The Post

Survey shows consumer conf idence plummeted

- Tom Pullar-Strecker

Consumer confidence predictabl­y plummeted in April, according to a monthly survey conducted by ANZ.

The fall in the ANZ-Roy Morgan consumer confidence index saw sentiment among consumers drop to about where it was at the depths of the 2008 global financial crisis (GFC), the bank said.

ANZ chief economist Sharon Zollner said confidence had fallen off a cliff. ‘‘New Zealand consumers are feeling pretty alarmed.’’

A net 56 per cent of those polled expected the economic outlook to worsen over the year ahead, which was the most pessimisti­c people had been since the poll started in 2004. But only a net 4 per cent of consumers reported feeling worse off than they were a year ago.

A net 14 per cent of those polled expected to be better off financiall­y this time next year. The latter figure was down only 3 percentage points on ANZ’s last survey in March.

Zollner said the small proportion of consumers reporting they were already worse off might reflect the support that had been provided to people’s incomes through wage subsidies. She was surprised people’s confidence about their finances in a year’s time hadn’t taken more of a hit.

People were deeply worried about the economy but seemed less concerned about their own personal financial situation, she said.

‘‘I do think there is a degree of optimism that the impacts on the New Zealand economy are going to be relatively short-lived because we are winning the battle against the virus. It is a lovely thought [but] I fear it might be a bit over-optimistic,’’ she said.

Data separately supplied to Stuff by the Companies Office shows there has not yet been an increase in companies folding or in personal bankruptci­es, at least up until Tuesday.

The number of company liquidatio­ns fell to 68 during the first 28 days of April, down from 135 during the same period last year, while the number of companies going into receiversh­ip and administra­tion doubled.

Personal bankruptci­es dropped to 59 in the period from March 26 to April 29, down from 130 last year.

But officials said it was too early to detect trends caused by Covid-19 as insolvency registrati­ons were likely to lag behind an economic downturn.

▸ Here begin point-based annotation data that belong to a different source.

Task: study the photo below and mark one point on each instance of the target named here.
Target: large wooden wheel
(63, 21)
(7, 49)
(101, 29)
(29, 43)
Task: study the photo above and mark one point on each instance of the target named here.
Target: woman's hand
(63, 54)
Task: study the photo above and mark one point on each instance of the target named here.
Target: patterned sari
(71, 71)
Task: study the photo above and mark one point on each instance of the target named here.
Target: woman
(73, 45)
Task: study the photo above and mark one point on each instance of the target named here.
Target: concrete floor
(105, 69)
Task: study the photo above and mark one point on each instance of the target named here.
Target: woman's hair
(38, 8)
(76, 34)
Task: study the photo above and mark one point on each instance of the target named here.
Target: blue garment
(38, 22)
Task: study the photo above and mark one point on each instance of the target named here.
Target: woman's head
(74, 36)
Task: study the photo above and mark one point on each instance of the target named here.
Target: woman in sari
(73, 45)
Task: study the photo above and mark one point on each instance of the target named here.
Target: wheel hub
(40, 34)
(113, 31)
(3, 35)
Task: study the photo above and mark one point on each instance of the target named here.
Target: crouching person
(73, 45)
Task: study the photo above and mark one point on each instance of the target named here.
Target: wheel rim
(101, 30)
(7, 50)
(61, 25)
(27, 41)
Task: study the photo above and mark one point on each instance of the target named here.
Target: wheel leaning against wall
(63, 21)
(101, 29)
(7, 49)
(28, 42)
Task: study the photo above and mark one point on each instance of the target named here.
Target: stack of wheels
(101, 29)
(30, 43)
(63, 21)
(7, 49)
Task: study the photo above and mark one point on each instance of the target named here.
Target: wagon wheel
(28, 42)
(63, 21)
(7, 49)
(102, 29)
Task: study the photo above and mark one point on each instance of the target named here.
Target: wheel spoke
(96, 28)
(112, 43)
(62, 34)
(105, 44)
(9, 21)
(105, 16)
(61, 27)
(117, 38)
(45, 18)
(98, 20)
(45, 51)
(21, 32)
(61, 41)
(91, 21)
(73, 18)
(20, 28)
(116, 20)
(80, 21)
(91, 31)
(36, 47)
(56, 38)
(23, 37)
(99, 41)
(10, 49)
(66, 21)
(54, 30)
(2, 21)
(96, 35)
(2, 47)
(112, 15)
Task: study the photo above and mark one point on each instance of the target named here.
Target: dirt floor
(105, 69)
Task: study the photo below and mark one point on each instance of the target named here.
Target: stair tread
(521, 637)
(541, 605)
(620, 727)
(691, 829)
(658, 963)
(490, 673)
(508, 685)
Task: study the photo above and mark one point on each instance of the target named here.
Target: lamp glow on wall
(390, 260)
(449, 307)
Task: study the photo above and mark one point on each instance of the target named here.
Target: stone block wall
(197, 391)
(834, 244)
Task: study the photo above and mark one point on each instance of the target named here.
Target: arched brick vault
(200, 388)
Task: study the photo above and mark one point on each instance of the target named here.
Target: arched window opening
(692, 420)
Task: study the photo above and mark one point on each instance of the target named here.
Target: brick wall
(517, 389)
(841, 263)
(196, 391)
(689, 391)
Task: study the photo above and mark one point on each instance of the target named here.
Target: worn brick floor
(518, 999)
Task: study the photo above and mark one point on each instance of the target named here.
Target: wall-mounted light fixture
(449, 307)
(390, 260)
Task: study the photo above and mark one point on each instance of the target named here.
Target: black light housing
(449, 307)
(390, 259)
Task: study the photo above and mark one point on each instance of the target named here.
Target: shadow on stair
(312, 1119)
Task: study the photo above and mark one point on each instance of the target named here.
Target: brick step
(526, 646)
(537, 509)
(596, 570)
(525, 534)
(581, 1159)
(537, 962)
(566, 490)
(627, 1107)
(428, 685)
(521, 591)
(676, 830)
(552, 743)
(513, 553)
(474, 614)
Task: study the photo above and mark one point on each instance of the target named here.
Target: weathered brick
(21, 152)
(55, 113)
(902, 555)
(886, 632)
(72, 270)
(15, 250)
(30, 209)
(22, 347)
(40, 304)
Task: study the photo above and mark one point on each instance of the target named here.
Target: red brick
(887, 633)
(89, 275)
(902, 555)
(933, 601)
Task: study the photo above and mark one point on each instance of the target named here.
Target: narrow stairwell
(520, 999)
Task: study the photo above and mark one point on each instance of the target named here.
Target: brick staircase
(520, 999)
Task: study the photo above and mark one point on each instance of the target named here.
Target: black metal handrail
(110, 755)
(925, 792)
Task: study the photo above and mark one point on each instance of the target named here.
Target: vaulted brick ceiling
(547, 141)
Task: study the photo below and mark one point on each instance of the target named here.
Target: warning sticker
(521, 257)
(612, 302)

It would probably be a few months before the data became more informativ­e.

The net proportion of respondent­s to ANZ’s survey who thought it was a good time to buy a major household item plummeted 67 points to negative 51 per cent.

Respondent­s’ average expectatio­ns for house price rises changed from expecting a 4.5 per cent price rise over the coming year, to expecting a 0.5 per cent increase.

‘‘Times have changed rapidly – job security is iffy or non-existent for many [and] the value of their largest asset is looking like flat-lining,’’ Zollner said.

Consumers were planning to keep their wallets firmly shut even once bricks and mortar retail and sit-down dining reopened, she said.

When put together with business confidence surveys, the data was consistent with ANZ’s forecast that the economic hit from Covid-19 would be considerab­ly more significan­t than the GFC, she said.